CCHQ fury at 'briefings against Steve Hilton'
CCHQ are happy with their flying start to 2010. Tory strategists believe they have got the best of the new year coverage. From the very start of New Year's Day their 'Year for Change' adverts were in newspapers and online. David Cameron's speech in Oxfordshire has featured across all news bulletins today. The campaign accelerates on Monday with the launch of the NHS chapter of the Tory manifesto and nearly every Tory MP will be visiting a marginal seat to deliver the party's talking points to local and regional media.
There is, however, something close to fury at what are seen as briefings against Steve Hilton, David Cameron's Director of Strategy. In this morning's Times Francis Elliott alleges that Steve Hilton is blocking the appointment of James O'Shaughnessy (currently Head of the Conservative Research Department) to a top policy job in Downing Street, should the party be elected. Elliott quotes insider disdain for the irregular strategy briefings that Hilton produces. The Mail on Sunday has more on these briefings tomorrow.
The Spectator's James Forsyth appears to confirm The Times story. James blogs that O’Shaughnessy "has been the focus of negative briefing in recent months". He adds that "George Osborne and Hilton have also clashed" on election strategy:
"[Hilton] wants to run a campaign high on vision, presenting Cameron as both a unifying figure and the ‘change we need.’ (Yes, they really are intent on casting Cameron as Britain's Obama - more on that another time).
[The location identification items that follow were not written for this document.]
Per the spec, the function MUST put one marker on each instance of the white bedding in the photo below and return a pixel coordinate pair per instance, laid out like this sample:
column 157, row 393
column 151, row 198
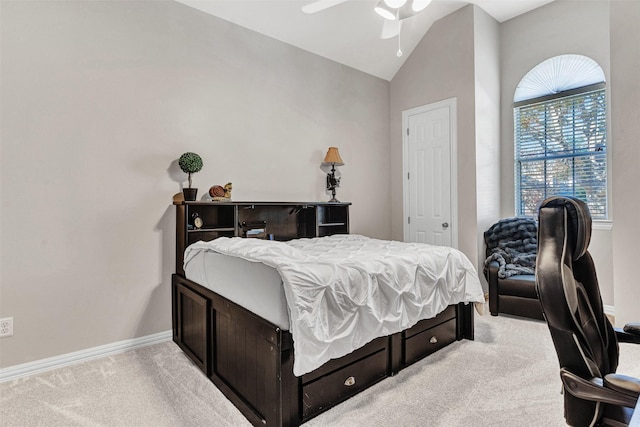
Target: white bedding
column 343, row 291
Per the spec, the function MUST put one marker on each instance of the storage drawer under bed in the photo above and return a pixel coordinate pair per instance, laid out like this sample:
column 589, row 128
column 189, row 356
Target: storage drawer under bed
column 333, row 388
column 424, row 338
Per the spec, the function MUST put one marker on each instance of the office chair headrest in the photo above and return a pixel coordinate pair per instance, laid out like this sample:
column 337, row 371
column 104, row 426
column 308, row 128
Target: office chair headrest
column 578, row 222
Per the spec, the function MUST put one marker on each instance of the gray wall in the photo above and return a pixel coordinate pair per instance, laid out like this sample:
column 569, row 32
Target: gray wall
column 98, row 101
column 625, row 111
column 440, row 67
column 487, row 93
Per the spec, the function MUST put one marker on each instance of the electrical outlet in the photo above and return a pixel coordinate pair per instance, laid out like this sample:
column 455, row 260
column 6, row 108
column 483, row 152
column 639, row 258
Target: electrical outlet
column 6, row 327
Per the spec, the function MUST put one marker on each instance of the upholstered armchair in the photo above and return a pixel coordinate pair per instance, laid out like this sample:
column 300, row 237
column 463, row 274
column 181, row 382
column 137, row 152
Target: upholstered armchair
column 511, row 246
column 585, row 341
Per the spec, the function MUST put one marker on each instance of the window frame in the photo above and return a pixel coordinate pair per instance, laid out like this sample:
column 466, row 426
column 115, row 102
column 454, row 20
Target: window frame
column 518, row 199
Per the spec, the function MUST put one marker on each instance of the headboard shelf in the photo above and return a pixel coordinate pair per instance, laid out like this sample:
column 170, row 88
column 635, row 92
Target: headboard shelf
column 269, row 220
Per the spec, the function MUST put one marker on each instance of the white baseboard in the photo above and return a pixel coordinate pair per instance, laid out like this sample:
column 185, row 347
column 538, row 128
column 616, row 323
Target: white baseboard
column 35, row 367
column 610, row 311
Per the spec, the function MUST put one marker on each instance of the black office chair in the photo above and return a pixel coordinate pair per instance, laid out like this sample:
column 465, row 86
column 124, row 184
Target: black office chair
column 585, row 341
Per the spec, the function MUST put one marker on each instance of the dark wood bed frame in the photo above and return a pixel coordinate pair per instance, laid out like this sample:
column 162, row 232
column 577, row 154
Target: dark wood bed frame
column 251, row 360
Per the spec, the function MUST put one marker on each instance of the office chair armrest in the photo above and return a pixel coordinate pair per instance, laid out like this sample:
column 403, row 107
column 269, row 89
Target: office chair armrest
column 594, row 390
column 630, row 333
column 623, row 384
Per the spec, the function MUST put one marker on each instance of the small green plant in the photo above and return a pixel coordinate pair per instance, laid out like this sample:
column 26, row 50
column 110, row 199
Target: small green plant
column 190, row 163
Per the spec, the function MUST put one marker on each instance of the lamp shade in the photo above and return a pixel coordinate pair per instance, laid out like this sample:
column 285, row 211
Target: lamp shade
column 333, row 157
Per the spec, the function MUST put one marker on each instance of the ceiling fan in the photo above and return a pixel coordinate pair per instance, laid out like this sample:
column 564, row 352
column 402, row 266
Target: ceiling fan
column 394, row 12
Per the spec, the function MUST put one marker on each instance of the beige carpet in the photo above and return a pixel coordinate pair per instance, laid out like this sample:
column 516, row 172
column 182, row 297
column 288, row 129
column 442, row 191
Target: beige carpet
column 508, row 376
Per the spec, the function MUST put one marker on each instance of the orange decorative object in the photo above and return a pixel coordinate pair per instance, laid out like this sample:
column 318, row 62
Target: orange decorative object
column 216, row 191
column 221, row 194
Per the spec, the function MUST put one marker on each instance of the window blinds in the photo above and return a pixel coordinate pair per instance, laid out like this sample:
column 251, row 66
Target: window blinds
column 561, row 149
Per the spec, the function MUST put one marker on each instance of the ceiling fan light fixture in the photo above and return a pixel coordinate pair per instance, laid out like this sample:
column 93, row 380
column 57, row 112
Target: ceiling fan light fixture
column 418, row 5
column 395, row 3
column 385, row 11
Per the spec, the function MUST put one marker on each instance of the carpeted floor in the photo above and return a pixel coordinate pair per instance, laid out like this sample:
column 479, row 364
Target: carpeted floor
column 508, row 376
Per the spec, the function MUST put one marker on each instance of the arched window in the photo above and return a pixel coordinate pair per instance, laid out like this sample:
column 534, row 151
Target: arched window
column 560, row 121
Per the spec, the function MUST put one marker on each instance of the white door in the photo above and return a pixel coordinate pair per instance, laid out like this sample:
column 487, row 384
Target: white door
column 430, row 185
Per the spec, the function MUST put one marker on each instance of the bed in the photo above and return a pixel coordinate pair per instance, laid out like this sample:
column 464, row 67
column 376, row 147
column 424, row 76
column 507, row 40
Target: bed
column 235, row 314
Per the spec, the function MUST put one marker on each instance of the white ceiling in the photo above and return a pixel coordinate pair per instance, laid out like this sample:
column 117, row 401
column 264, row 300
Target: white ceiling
column 348, row 33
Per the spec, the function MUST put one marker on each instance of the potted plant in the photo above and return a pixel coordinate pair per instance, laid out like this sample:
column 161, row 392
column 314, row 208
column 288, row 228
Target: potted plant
column 190, row 163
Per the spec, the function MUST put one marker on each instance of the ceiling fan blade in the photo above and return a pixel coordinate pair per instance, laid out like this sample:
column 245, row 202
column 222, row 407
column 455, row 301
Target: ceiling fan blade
column 390, row 29
column 319, row 5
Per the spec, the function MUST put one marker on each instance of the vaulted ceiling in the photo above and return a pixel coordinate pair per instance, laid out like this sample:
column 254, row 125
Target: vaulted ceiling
column 348, row 33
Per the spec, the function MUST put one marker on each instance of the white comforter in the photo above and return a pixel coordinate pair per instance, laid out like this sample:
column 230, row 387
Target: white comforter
column 345, row 290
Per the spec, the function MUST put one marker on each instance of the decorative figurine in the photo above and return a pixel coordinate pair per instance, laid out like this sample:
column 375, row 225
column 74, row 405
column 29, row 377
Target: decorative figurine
column 219, row 193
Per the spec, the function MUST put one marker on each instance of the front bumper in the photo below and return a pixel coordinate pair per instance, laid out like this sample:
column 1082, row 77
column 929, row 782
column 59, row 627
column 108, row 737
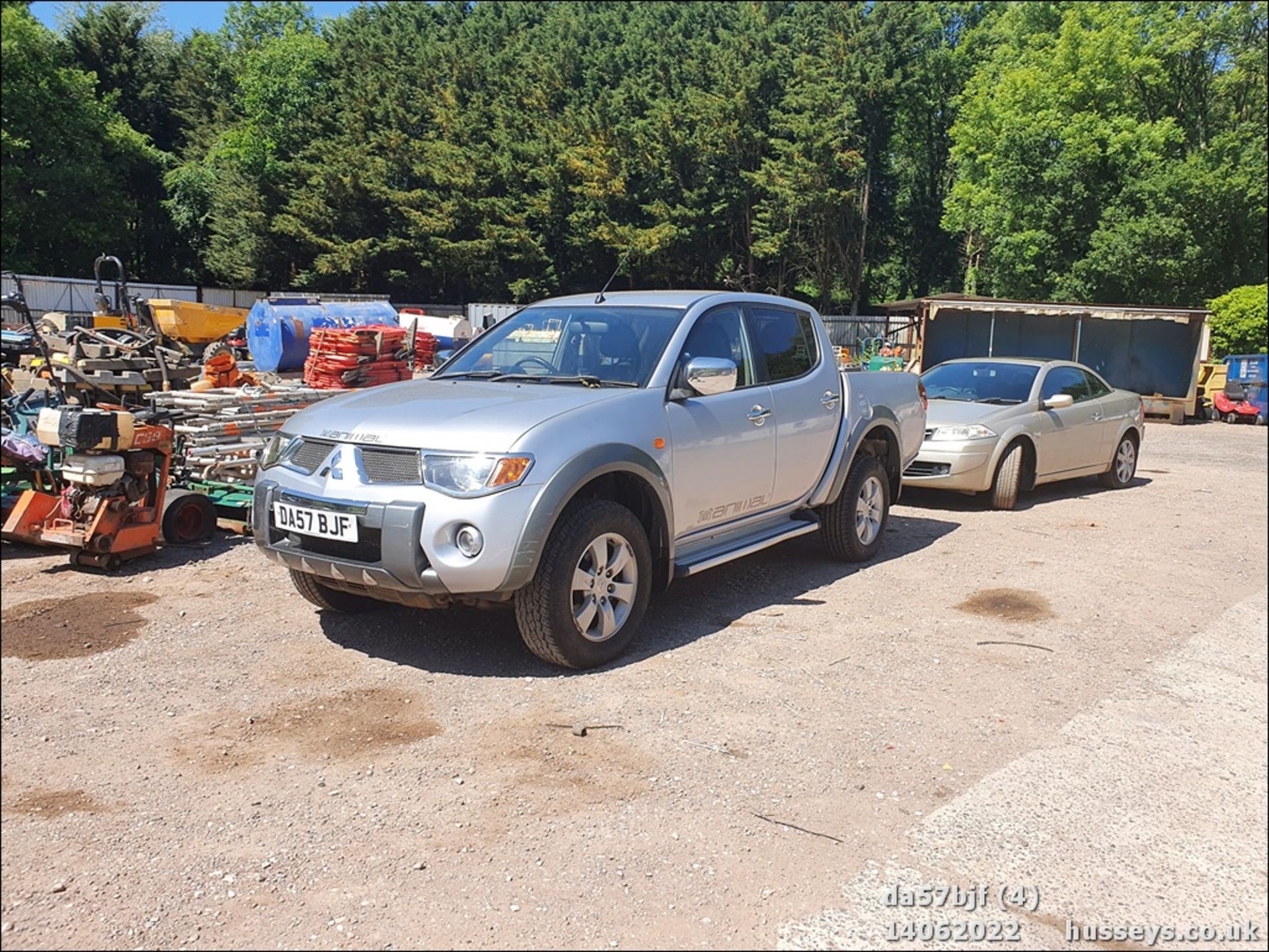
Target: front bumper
column 965, row 467
column 406, row 544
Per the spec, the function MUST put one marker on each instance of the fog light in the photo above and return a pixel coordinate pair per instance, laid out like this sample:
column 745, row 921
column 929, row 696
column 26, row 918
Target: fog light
column 470, row 542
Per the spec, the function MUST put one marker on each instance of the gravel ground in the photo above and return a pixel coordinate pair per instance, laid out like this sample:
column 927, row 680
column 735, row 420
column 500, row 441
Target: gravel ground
column 193, row 757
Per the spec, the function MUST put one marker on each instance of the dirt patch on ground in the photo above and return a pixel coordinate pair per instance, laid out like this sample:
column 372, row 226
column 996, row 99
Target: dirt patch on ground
column 70, row 628
column 1008, row 604
column 44, row 801
column 340, row 725
column 592, row 770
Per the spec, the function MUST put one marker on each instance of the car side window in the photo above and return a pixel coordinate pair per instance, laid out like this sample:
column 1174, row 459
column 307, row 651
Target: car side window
column 1095, row 387
column 785, row 342
column 718, row 334
column 1065, row 379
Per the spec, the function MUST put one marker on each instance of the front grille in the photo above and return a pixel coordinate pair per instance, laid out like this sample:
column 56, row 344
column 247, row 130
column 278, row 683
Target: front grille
column 391, row 466
column 367, row 548
column 919, row 468
column 310, row 454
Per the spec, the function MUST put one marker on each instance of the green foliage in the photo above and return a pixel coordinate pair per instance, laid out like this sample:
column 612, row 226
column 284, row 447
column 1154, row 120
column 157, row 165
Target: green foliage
column 65, row 155
column 841, row 153
column 1240, row 321
column 1114, row 153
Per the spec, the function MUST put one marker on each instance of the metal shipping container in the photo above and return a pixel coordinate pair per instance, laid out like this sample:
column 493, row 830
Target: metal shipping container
column 1151, row 350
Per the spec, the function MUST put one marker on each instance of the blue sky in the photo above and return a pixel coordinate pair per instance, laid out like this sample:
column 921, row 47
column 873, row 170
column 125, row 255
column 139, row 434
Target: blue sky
column 186, row 15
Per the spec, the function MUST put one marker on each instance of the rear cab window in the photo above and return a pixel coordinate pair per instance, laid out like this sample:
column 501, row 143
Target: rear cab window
column 785, row 342
column 718, row 334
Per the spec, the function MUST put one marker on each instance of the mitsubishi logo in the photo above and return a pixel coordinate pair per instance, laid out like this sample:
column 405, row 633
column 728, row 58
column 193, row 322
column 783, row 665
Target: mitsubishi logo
column 333, row 468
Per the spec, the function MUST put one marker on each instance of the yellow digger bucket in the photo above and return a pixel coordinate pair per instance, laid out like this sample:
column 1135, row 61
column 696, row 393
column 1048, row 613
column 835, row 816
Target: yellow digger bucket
column 192, row 322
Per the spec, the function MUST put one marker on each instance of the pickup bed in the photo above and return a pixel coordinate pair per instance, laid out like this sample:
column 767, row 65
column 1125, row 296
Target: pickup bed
column 580, row 455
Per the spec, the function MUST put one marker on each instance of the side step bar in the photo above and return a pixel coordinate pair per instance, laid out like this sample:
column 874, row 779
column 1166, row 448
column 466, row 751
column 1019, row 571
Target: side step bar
column 746, row 546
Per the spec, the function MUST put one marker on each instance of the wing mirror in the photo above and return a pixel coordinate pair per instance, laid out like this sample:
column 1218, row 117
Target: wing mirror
column 710, row 375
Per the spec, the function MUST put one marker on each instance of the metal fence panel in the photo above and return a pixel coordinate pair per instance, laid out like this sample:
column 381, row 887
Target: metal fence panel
column 434, row 310
column 848, row 331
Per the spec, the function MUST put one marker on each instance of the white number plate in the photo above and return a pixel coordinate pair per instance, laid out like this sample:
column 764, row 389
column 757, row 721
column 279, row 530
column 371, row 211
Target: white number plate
column 328, row 525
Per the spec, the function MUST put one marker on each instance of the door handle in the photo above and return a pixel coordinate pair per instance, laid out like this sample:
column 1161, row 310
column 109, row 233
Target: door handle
column 758, row 415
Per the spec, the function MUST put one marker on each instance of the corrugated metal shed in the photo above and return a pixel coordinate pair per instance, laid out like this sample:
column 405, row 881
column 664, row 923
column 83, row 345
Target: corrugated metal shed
column 1151, row 350
column 481, row 316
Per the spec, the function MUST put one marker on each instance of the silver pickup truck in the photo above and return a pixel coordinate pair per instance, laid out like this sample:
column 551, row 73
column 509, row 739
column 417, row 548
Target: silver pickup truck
column 580, row 455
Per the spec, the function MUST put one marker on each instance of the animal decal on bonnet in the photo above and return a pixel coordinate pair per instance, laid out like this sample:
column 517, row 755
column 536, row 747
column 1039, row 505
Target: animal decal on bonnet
column 731, row 509
column 333, row 469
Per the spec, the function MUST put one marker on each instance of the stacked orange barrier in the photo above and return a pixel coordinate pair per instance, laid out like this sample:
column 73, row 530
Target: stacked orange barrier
column 343, row 358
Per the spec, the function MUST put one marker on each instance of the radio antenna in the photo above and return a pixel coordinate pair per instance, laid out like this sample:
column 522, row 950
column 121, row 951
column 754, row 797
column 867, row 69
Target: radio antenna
column 599, row 298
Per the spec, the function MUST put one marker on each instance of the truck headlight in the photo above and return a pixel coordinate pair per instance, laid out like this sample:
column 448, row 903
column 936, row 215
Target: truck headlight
column 277, row 449
column 974, row 431
column 476, row 474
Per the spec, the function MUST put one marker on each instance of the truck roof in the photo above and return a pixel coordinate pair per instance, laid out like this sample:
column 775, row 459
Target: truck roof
column 664, row 298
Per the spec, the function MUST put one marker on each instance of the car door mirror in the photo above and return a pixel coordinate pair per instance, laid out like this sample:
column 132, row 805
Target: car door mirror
column 710, row 375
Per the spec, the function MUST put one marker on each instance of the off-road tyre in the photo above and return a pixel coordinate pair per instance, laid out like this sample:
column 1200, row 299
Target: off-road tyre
column 1009, row 477
column 545, row 606
column 332, row 599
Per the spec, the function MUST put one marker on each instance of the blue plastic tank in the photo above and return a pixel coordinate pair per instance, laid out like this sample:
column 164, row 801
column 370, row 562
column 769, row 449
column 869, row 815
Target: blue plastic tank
column 278, row 328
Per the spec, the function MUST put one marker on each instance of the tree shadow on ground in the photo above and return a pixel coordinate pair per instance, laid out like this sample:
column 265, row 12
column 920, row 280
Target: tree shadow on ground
column 168, row 557
column 485, row 643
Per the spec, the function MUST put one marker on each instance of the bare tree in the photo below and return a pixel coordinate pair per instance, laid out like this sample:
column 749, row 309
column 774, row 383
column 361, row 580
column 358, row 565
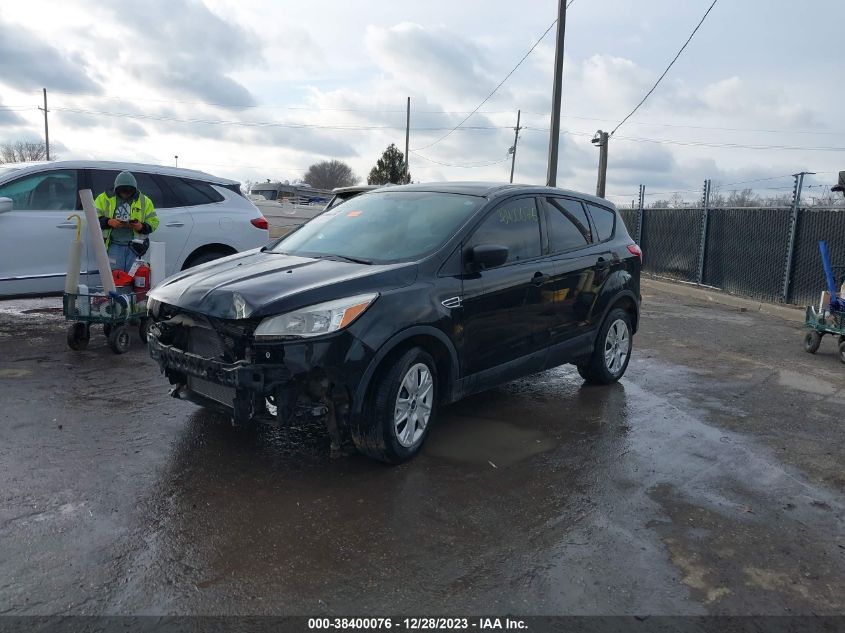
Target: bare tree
column 23, row 152
column 743, row 198
column 328, row 174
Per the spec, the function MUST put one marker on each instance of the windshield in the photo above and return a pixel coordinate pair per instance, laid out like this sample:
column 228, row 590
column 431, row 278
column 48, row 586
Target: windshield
column 383, row 227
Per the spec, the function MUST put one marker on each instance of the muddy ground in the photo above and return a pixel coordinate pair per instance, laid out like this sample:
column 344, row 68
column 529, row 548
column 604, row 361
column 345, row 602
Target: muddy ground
column 710, row 480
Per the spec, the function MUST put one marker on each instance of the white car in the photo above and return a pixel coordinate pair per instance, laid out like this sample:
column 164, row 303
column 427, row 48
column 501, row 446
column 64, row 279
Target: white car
column 202, row 217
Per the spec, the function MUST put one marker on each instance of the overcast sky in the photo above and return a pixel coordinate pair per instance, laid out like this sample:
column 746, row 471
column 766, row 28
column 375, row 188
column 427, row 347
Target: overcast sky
column 220, row 83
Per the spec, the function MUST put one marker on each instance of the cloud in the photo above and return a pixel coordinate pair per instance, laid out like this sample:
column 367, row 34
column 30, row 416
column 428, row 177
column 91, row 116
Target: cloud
column 81, row 120
column 436, row 60
column 185, row 49
column 8, row 117
column 28, row 63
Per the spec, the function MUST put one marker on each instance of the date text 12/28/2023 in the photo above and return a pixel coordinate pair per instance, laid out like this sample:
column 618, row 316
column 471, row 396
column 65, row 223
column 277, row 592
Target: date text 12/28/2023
column 417, row 624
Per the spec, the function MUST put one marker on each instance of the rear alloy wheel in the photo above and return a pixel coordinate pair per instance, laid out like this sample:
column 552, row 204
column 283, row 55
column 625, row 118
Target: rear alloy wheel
column 612, row 350
column 812, row 340
column 401, row 409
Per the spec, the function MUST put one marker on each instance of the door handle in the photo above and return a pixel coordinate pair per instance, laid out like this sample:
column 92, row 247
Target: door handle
column 539, row 279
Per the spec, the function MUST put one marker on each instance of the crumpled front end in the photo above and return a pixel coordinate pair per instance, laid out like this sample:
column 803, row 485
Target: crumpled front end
column 218, row 364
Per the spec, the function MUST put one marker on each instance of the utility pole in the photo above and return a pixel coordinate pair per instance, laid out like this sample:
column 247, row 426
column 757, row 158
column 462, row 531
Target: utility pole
column 515, row 141
column 601, row 140
column 793, row 229
column 407, row 177
column 554, row 132
column 46, row 128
While Osborne thinks that the Tories need to have more of a retail offer, things to sell on the doorstep."
At various times today I've been told by a senior source inside CCHQ that the stories about Hilton and O'Shaughnessy are "entirely crap" and "total tosh". This source has never lied to me. CCHQ think there are jealousies among some MPs and advisers at Steve Hilton's enormous influence. Some noses were also put out of joint by Hilton's return from America and his resumption of a full on role. Whatever the truth of these reports they are an unhelpful distraction from an election campaign that has otherwise got off to a promising start. A search for the source of the briefings is underway.